22 Ch 2. Small/Large Worlds
22.1 2.1. Garden of Forking data
The small world is the self-contained logical world of the model.
The way that Bayesian models learn from evidence is arguably optimal in the small world. When their assumptions approximate reality, they also perform well in the large world. But large world performance has to be demonstrated rather than logically deduced.
This demonstrates that there are three (out of 64) ways for a bag containing [a combo of blue and white marbles] to produce the data. The inferential power comes from comparing this count to the numbers of ways each of the other conjectures of the bag’s contents could produce the same data.
…. can be computed just by multiplying the new count by the old count. This updating approach amounts to nothing more than asserting that (1) when we have previous information suggesting there are \(W_prior\) ways for a conjecture to produce a previous observation \(D_{prior}\) and (2) we acquire new observations \(D_{new}\) that the same conjecture can produce in \(W_{new}\) ways, then (3) the number of ways the conjecture can account for both \(D_{prior}\) as well as \(D_{new}\) is just the product \(W_{prior} \times W_{new}\).
This is sometimes known as the principle of indifference: When there is no reason to say that one conjecture is more plausible than another, weigh all of the conjectures equally. This book does not use nor endorse “ignorance” priors. As we’ll see in later chapters, the structure of the model and the scientific context always provide information that allows us to do better than ignorance.
2.1.2 Using prior information
Some functions and data for tabulating ‘how likely is the data we drew’ (marbles we saw) given different bag compositions. We ‘count the (equally likely) ways’ below.
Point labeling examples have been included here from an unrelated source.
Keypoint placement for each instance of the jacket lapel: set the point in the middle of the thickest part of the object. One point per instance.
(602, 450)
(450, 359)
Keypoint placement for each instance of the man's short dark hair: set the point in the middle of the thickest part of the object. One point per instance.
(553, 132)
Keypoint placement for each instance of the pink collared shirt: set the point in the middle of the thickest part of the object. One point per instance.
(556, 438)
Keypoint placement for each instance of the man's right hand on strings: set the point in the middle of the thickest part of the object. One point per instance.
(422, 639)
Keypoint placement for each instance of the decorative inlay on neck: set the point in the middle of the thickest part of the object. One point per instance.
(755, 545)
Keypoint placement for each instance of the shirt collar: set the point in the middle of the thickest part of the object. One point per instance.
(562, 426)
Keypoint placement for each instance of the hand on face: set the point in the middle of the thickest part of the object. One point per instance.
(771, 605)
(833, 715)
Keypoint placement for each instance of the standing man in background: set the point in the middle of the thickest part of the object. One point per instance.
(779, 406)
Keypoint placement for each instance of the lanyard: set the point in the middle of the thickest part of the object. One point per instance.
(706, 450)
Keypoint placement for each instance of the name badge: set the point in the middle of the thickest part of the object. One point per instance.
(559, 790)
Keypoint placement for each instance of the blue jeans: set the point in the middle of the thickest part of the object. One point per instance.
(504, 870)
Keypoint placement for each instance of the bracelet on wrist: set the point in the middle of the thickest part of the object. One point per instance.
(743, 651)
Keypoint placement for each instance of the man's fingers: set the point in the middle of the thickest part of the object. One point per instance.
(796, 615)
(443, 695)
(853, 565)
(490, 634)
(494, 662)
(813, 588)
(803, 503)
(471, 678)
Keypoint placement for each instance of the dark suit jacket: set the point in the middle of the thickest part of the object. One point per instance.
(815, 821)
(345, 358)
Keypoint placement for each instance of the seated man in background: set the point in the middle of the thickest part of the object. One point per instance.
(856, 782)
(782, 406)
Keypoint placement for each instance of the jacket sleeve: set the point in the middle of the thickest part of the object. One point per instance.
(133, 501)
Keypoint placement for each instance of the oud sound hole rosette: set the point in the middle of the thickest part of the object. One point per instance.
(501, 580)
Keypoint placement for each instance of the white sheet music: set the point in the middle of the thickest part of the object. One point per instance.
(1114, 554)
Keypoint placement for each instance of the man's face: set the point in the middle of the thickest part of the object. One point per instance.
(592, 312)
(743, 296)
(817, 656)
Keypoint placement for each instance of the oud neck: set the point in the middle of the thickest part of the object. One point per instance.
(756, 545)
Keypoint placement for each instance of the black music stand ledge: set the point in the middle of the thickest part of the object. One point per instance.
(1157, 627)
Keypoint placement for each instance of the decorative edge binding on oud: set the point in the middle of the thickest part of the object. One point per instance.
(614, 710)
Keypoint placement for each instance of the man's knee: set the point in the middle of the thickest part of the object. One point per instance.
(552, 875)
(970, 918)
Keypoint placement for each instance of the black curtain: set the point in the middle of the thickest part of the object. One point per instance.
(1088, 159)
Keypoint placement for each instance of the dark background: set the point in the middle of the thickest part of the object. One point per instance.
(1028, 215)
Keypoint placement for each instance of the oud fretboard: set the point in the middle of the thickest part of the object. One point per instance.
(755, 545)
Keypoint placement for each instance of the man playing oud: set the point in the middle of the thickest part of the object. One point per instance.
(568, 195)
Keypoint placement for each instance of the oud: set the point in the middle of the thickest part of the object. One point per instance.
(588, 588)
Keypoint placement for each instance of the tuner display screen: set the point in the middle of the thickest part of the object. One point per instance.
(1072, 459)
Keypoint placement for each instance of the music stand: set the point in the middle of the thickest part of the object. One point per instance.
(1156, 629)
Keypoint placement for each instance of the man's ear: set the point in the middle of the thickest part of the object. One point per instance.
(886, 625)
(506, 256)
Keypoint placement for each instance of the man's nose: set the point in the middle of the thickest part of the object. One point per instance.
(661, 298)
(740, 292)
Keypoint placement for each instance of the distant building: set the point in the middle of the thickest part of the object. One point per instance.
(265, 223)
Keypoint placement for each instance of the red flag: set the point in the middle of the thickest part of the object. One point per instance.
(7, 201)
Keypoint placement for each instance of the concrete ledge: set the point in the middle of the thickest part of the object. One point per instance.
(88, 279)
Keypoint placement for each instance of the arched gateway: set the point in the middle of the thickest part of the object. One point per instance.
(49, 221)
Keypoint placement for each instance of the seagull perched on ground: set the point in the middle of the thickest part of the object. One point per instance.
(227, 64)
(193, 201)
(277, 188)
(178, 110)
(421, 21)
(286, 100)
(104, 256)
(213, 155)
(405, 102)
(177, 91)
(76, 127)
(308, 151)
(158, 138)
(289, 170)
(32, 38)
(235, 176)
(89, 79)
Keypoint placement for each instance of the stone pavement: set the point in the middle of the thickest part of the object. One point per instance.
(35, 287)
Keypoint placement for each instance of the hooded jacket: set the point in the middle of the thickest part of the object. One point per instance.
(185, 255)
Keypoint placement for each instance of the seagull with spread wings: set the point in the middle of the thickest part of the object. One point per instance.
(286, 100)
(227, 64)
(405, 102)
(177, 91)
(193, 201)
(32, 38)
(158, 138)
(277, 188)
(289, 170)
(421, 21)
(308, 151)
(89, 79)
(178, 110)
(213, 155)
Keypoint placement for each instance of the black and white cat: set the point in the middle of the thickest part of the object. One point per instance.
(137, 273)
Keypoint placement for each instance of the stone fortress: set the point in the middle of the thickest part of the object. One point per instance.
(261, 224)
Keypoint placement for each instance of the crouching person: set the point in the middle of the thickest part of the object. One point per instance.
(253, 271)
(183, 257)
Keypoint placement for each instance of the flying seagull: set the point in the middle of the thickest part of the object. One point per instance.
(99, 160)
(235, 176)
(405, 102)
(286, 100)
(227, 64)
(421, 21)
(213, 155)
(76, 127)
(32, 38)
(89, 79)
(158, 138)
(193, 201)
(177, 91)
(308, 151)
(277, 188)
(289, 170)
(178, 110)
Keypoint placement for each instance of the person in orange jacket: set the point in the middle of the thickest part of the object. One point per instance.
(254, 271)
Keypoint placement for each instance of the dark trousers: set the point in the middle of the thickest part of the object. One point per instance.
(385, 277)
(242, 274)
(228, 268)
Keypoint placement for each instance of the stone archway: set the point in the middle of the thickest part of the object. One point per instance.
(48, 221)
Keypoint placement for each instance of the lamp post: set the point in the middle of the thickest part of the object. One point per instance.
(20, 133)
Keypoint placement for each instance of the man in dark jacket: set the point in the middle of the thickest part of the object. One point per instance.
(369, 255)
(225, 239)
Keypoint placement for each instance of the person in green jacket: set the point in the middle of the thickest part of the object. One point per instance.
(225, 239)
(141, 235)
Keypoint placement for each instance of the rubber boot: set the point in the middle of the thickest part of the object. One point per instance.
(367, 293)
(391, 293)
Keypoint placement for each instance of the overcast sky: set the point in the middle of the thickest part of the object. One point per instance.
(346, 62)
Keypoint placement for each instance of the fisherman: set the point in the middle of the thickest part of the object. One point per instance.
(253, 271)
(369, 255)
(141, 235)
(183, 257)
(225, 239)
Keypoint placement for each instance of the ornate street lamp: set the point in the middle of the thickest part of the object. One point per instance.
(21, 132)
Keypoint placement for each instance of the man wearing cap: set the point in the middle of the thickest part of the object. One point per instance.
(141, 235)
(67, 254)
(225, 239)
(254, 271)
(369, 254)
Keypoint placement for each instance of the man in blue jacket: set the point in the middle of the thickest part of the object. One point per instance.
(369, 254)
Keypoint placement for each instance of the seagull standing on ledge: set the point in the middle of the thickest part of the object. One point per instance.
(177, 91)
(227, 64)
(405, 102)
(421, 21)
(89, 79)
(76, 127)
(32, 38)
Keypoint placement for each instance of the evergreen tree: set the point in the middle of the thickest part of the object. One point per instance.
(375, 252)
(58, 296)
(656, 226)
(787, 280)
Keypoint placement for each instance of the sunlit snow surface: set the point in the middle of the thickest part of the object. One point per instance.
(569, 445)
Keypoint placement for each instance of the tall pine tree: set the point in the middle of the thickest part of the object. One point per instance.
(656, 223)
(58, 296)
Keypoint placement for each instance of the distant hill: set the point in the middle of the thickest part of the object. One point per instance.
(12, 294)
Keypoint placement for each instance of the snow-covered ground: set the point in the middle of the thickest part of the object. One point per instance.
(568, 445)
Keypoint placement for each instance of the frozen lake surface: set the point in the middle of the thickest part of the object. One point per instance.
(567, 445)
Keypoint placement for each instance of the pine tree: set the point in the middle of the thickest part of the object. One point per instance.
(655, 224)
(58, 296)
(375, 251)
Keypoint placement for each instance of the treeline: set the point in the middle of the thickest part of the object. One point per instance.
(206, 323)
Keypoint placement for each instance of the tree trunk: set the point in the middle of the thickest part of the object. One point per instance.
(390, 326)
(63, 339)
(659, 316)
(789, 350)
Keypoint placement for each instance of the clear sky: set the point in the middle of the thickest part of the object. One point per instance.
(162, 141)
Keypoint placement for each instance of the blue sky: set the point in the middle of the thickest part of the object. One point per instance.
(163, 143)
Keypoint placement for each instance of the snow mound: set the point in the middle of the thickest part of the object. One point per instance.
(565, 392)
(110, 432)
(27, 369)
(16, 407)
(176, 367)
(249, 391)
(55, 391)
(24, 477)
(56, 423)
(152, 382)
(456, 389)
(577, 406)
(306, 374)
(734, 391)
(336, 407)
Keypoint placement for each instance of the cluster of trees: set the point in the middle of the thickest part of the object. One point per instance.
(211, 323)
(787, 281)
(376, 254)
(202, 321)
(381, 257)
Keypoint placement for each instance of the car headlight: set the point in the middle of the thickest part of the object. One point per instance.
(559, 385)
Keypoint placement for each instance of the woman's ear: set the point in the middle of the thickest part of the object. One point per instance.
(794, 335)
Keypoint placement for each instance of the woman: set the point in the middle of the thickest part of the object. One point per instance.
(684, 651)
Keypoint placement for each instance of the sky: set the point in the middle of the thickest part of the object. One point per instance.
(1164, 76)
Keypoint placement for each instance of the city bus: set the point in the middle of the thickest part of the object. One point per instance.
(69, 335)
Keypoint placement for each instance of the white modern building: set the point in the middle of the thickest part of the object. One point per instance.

This is the product of ‘ways of drawing the first (blue) marble’, the second ‘white’, and the third ‘blue’ marble.
Ways of producing data
# if we make two custom functions, here, it will simplify the code within `mutate()`, below
n_blue <- function(x) {
rowSums(x == "b")
}
n_white <- function(x) {
rowSums(x == "w")
}
t <-
# for the first four columns, `p_` indexes position
tibble(p_1 = rep(c("w", "b"), times = c(1, 4)),
p_2 = rep(c("w", "b"), times = c(2, 3)),
p_3 = rep(c("w", "b"), times = c(3, 2)),
p_4 = rep(c("w", "b"), times = c(4, 1))) %>%
mutate(`draw 1: blue` = n_blue(.),
`draw 2: white` = n_white(.),
`draw 3: blue` = n_blue(.)) %>%
mutate(`ways to produce` = `draw 1: blue` * `draw 2: white` * `draw 3: blue`)
t %>% knitr::kable()
p_1 | p_2 | p_3 | p_4 | draw 1: blue | draw 2: white | draw 3: blue | ways to produce |
---|---|---|---|---|---|---|---|
w | w | w | w | 0 | 4 | 0 | 0 |
b | w | w | w | 1 | 3 | 1 | 3 |
b | b | w | w | 2 | 2 | 2 | 8 |
b | b | b | w | 3 | 1 | 3 | 9 |
b | b | b | b | 4 | 0 | 4 | 0 |
Next we get more data: another blue marble (already shown above), and there is a ‘shortcut’:
You could start all over again, making a garden with four layers to trace out the paths compatible with the data sequence. Or you could take the previous counts—the prior counts—over conjectures (0, 3, 8, 9, 0) and just update them in light of the new observation. It turns out that these two methods are mathematically identical, as long as the new observation is logically independent of the previous observations
Ways; add a marble
t <-
t %>%
rename(`previous counts` = `ways to produce`,
`ways to produce` = `draw 1: blue`) %>%
select(p_1:p_4, `ways to produce`, `previous counts`) %>%
mutate(`new count` = `ways to produce` * `previous counts`)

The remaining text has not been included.